Remarkably, in a time of so many partisan and ideological divisions, the bill advanced. In the spring of 2014, after securing unanimous support in the Republican-controlled Assembly and Senate, this quite progressive piece of legislation was signed into law by the very conservative Governor Scott Walker.
Taylor and Bies said the governor would “make history by signing this critical bill, making Wisconsin the first state in the nation to require an independent investigation of officer-involved deaths.”
Since that signing occurred in the spring of 2014, legislators in other states have begun looking for ways in which to get this piece of the criminal-justice equation right.
Just this past weekend, when so many gathered in Selma to commemorate the fiftieth anniversary of a great turning point in the struggle for racial justice in America, an Alabama legislator was interviewed on MSNBC about where the struggle stands today. She spoke of fights over voting rights and so many other issues. Yet she also spoke, hopefully, of efforts to pass legislation to provide for independent review of officer-involved deaths.
When Alabama state Representative Merika Coleman-Evans began talking about the Alabama initiative in January, the Associated Press reported that “The proposal is part of a wave of legislation being introduced across the country in the wake of protests over police killings in Missouri and New York.”
Wisconsin’s law was on the books before the killings of Michael Brown in Ferguson, Missouri, and Eric Garner in New York City sparked protests that gained national attention.
Now, as news of a shooting in Madison draws national attention, Wisconsin’s law has provided at least a measure of breathing space in a difficult moment.
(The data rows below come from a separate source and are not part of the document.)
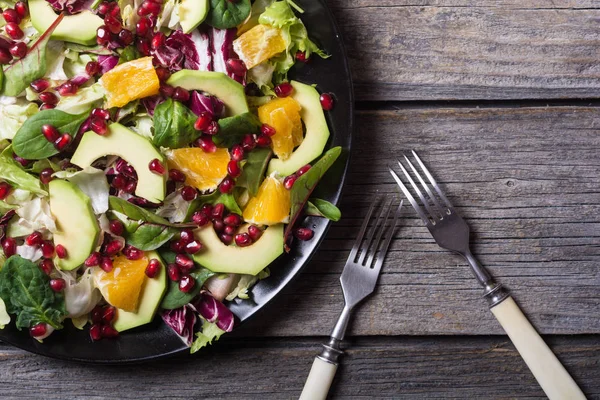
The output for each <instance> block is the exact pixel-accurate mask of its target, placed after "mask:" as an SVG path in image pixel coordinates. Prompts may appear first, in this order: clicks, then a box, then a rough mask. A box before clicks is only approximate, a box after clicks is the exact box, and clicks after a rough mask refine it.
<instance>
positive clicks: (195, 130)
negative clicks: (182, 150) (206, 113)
mask: <svg viewBox="0 0 600 400" xmlns="http://www.w3.org/2000/svg"><path fill="white" fill-rule="evenodd" d="M196 118H197V117H196V115H195V114H194V113H193V112H192V111H190V109H188V108H187V107H186V106H184V105H183V104H181V103H180V102H178V101H174V100H173V99H171V98H169V99H167V100H166V101H165V102H163V103H161V104H159V105H158V106H156V109H155V110H154V132H155V133H154V139H153V140H152V142H153V143H154V145H155V146H159V147H169V148H171V149H178V148H181V147H186V146H188V145H189V144H190V143H191V142H193V141H194V140H196V139H198V138H199V137H200V131H197V130H196V129H195V128H194V123H195V122H196Z"/></svg>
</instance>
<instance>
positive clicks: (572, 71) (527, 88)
mask: <svg viewBox="0 0 600 400" xmlns="http://www.w3.org/2000/svg"><path fill="white" fill-rule="evenodd" d="M327 2H328V4H329V5H330V6H331V8H332V10H333V13H334V15H335V17H336V19H337V21H338V24H339V25H340V27H341V30H342V35H343V37H344V40H345V42H346V45H347V48H348V53H349V57H350V60H351V65H352V69H353V75H354V80H355V88H356V95H357V98H358V99H359V100H376V101H381V100H401V101H407V100H465V99H471V100H472V99H496V100H497V99H534V98H535V99H538V98H544V99H551V98H552V99H566V98H596V97H598V91H599V89H600V66H599V65H600V64H599V62H598V60H599V59H600V47H599V46H598V44H599V43H600V29H598V21H600V7H599V5H598V3H597V2H593V1H590V0H582V1H573V0H571V1H555V2H550V1H543V0H529V1H528V0H524V1H518V0H500V1H498V0H485V1H473V0H437V1H426V0H414V1H412V0H411V1H409V0H383V1H380V0H328V1H327Z"/></svg>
When the Robinson shooting occurred, Madison Police Chief Mike Koval announced, “Obviously in light of the fact that we are completely bound by state law, which indicates that an independent oversight and investigation should be conducted outside of the Madison Police Department, we respected that from the moment we took the scene, froze the scene, and waited for the DCI to arrive.”
That was an important statement, one that in a tense moment provided a framework for how Madisonians, and people beyond Madison, might consider the investigation. The law that Taylor and Bies crafted does not address every issue that emerges following an officer-involved shooting. It does not resolve every concern about policing and criminal justice. “The law that we passed is not perfect,” says Taylor. “It’s a first attempt to get a more open, transparent, independent process.” But the law does provide that framework, a potential for establishing some measure of confidence and trust.
This is what lawmakers can and must do, even in times of deep division and partisan wrangling. It matters that Chris Taylor did not simply complain. She did not merely talk about what could not be done. A progressive Democrat recognized a breach in the system and, with a Republican colleague, she set out to repair it. This does not make Taylor and Bies heroes. This is what we should expect of our elected officials.
Unfortunately, because our politics and our governance has become so disappointing, so frustrating, so frequently pointless, Taylor and Bies stood out as something rare in the Wisconsin Capitol: problem solvers. Like a number of senior Republicans, Bies decided not to seek re-election in 2014. But Taylor is still serving, still speaking up and still arguing that it is possible to bridge the chasms of political division to make those first attempts to get a more open, transparent, independent process.